The strengths of the study include the comprehensive and extended evaluation of the women in the OPRA-cohort, including detailed fracture information and bone turnover markers. We also have the possibility to make direct comparisons of ageing effects through the large cohort of young adult women in the PEAK-25 cohort. In this study, the reported association with bone phenotypes and overall fracture risk in the elderly women support the relevance of inflammatory genes affecting MCHCII expression in the pathogenesis of osteoporosis.

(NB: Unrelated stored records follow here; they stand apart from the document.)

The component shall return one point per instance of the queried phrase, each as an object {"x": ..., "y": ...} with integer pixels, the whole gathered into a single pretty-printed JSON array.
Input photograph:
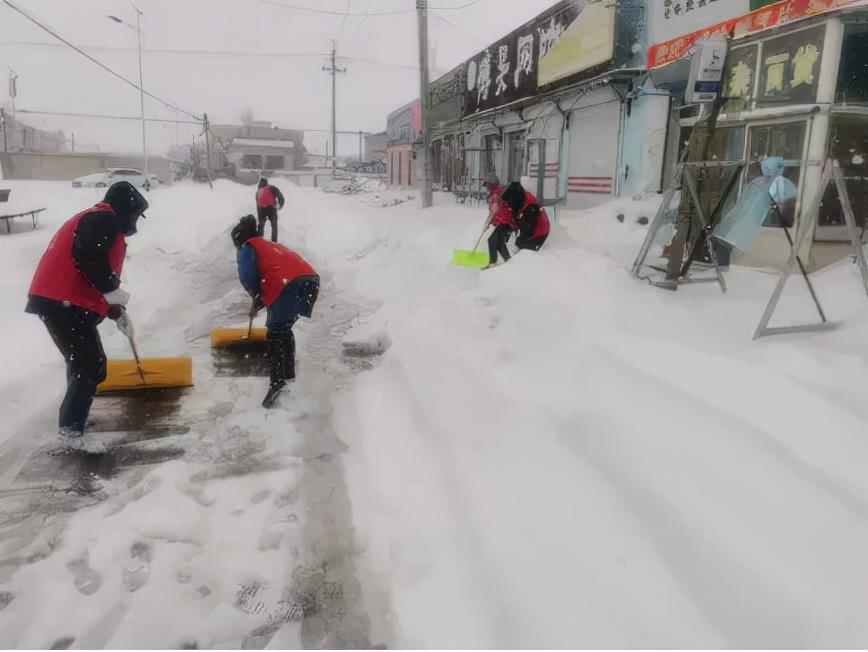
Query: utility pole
[
  {"x": 142, "y": 95},
  {"x": 13, "y": 88},
  {"x": 138, "y": 29},
  {"x": 424, "y": 101},
  {"x": 334, "y": 70},
  {"x": 208, "y": 149}
]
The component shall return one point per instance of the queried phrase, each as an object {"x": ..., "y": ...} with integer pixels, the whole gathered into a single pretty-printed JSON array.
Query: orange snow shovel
[
  {"x": 227, "y": 337},
  {"x": 150, "y": 373}
]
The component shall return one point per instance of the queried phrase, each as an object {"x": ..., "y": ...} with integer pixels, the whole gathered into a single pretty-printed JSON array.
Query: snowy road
[{"x": 214, "y": 506}]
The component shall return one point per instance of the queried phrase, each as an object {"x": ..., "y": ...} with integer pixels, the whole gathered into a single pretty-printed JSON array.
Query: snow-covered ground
[{"x": 547, "y": 454}]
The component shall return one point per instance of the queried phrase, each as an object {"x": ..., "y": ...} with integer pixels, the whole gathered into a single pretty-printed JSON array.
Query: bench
[{"x": 12, "y": 216}]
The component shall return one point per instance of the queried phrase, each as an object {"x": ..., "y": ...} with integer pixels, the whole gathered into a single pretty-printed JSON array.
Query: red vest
[
  {"x": 57, "y": 276},
  {"x": 278, "y": 266},
  {"x": 265, "y": 197},
  {"x": 542, "y": 225}
]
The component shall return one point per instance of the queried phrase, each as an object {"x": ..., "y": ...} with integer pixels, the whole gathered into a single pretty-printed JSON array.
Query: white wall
[
  {"x": 643, "y": 146},
  {"x": 593, "y": 148}
]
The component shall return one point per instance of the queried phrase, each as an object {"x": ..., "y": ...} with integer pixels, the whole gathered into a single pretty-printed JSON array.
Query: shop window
[
  {"x": 491, "y": 158},
  {"x": 740, "y": 76},
  {"x": 251, "y": 162},
  {"x": 726, "y": 145},
  {"x": 790, "y": 67},
  {"x": 848, "y": 144},
  {"x": 853, "y": 73},
  {"x": 516, "y": 168}
]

The study has some limitations, notably the large number of tests performed. Taking this into consideration and applying a conservative Bonferroni correction, the results can be considered to fall short of p<0.05. Performing adjustment at least for the 8 markers tested, association with BMD is non-significant, whereas association of CIITA with total body RBL, fracture and hip fracture is still significant. Importantly however the direction of effect of the SNPs within each gene is consistent indicating biological plausibility for the observations and importantly, both cohorts are of sufficient size to be confident of detecting true genotype related differences in the phenotypes analysed.
Replication studies are needed in order to fully evaluate the effect of the studied SNPs on osteoporosis-related phenotypes. Thus, replication in a similarly aged cohort to OPRA is necessary to corroborate the findings. Secondly, routine biochemistry including leukocyte count, CRP and ESR as clinical indicators of inflammation was only available on all OPRA participants at age 85. The finding that CLEC16A
haplotypes were associated with higher counts of blood leukocytes with a similar trend for single markers, suggests that it would have been interesting to have complete longitudinal data. Thirdly, longitudinal data for the young adult women would be potentially interesting (including follow-up extending into the perimenopausal years) in order to facilitate evaluation of the natural course of inflammatory influence with normal ageing and transition to an estrogen deplete state. In a study comparing levels of IFNγ in young, perimenopausal and elderly women, the levels of IFNγ increased at menopause compared to young women, but fell to even lower levels in the elderly 
. These results strongly argue for testing the studied CIITA
polymorphisms in cohorts of perimenopausal women for comparison.
We conclude that expression-related polymorphisms in the inflammatory genes CIITA and CLEC16A are associated with BMD and fracture in elderly women. These findings illustrate the importance of inflammation and MHCII expression in particular in the pathogenesis of reduced bone strength in the elderly.